Of course, Wikipedia has an article about boundary value analysis:
Boundary
Value Analysis
And for abstract interpretation:
Abstract
Interpretation
This tool calculates statements in a block.
Gnu
complexity tool
If the condition is based on an input parameter, and the parameter is not used elsewhere, the complexity should not be increased over the complexity of the input parameter.
The number of tests on an input parameter can increase the complexity. If there is one conditional based on an input parameter, and another test is added, the complexity increases by two if the parameters are sequential.
Sequential if statements produce 2^n combinations, where n is number of if statements in sequence. This is not useful as the number of tests. The minimum number of tests that is reasonable is main branch(1), plus 3 branches(3), plus additional tests for combinations (n-1) = 2*n.
If a function is dominated by control complexity (instead of data complexity), the control complexity can be up to a factor of 2 more than McCabe complexity. This will happen when conditials are combinatorial (such as sequential if statements).
In general, a const method will not increase complexity as much as a non-const method.
Since the test complexity is about the function being analyzed, complexity introduced by calling other functions is not added to the current function.
Control Flow Details
If the input variable is used in a condition, the complexity is not double counted.

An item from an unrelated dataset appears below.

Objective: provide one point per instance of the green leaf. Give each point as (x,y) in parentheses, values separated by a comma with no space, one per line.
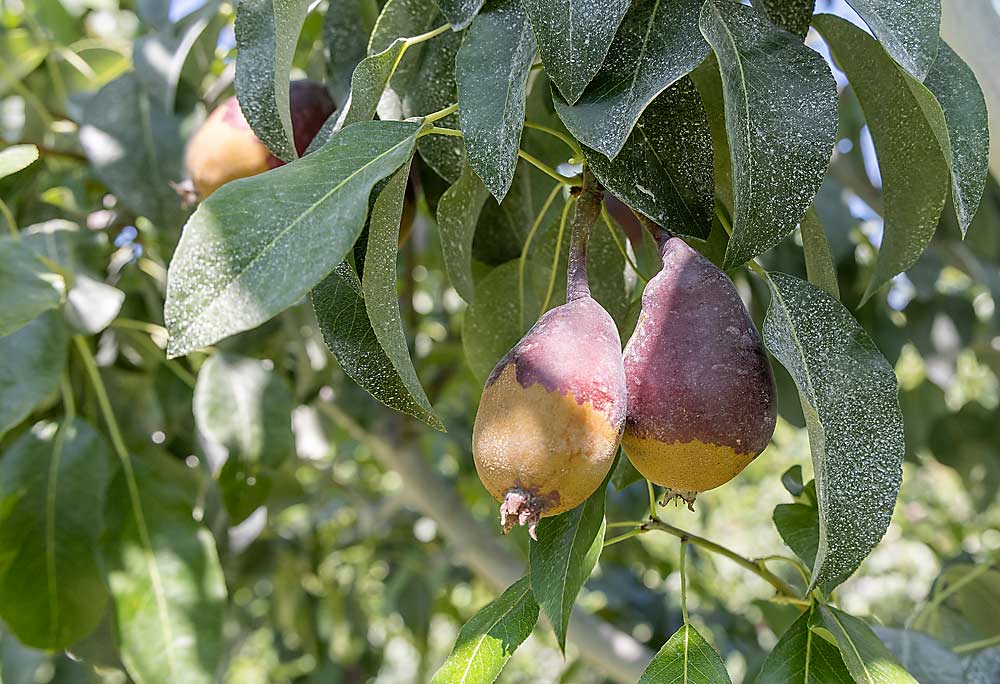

The largest value of the condition or variable complexity is used in each case.
Example | Desired Value | Oovcde |
---|---|---|
Example 1 If Else |
2 | 2 |
Example 2 If Else If |
2 or 3 depending on condition | 3 or 4 |
Example 3 Nested If |
3 | 3 |
Example 4 Sequential If |
4 | 4 |
Example 5-a 3 Sequential Ifs-comb |
6 | 6 |
Example 5-b 3 Sequential Ifs-same |
4 | 4 |
Example 6 case |
3 | 4 |
Example 7 case/default |
4 | 4 |
Example 8 logical or/and statements |
4 | ? - Depends on conditions |
Example 9 logical or/and |
2 | ? - Depends on conditions |
Other tools would consider all of the following a complexity of one.
Desired data complexity values:
Example | Desired Value | Oovcde |
---|---|---|
Example D-1 Input Boolean |
2 | 2 |
Example D-2 Input Unsigned |
3 | 3 |
Example D-3 Input Signed |
4 | 4 |
Example D-4 Input Pointer |
4 | 4 |
Example D-5 Read Member |
4 | 4 |
Example D-6 Write Member |
1 | 1 |
Example D-7 Read Pointer Member |
4 | 4 |
Example D-9 Call Function Value Param |
1 | 1 |
Example D-10 Call Function Ref Param |
4 | 4 |
Example D-11 Call Function Return |
4 | 4 |
Example D-8 Write Pointer Member |
1 | 4 |
int ComplexityDataTest::testInputBoolParam(bool v1) { return !v1; }
int ComplexityDataTest::testInputUnsignedParam(unsigned int v1) { return v1 / 2; }
int ComplexityDataTest::testInputSignedParam(int v1) { return v1 / 2; }
int ComplexityDataTest::testInputPointerParam(int *p1) { return *p1 / 2; }
int ComplexityDataTest::testReadMemberRef() { return mMember1 / 2; }
void ComplexityDataTest::testWriteMemberRef() { mMember1 = 8; }
int ComplexityDataTest::testReadPointerMemberRef() { int *p = &mMember1; return *p; }
void ComplexityDataTest::testWritePointerMemberRef() { int *p = &mMember1; *p = 8; }
void ComplexityDataTest::testMemberFuncVal() { mChild.funcVal(1); }
int ComplexityDataTest::testMemberFuncRef() { int val; mChild.funcRef(val); return val; }
int ComplexityDataTest::testMemberFuncRet() { return mChild.funcRet(); }
Adding the data complexity does increase some functions a great deal that initially had a lower complexity. These functions sometimes do not look complex if the input data is not combinatorial, but stringently testing each function with all available input does require more tests.
The Oovcde program outputs both complexity figures (McCabe and combined control and data complexity) so that they can be compared and sorted on easily.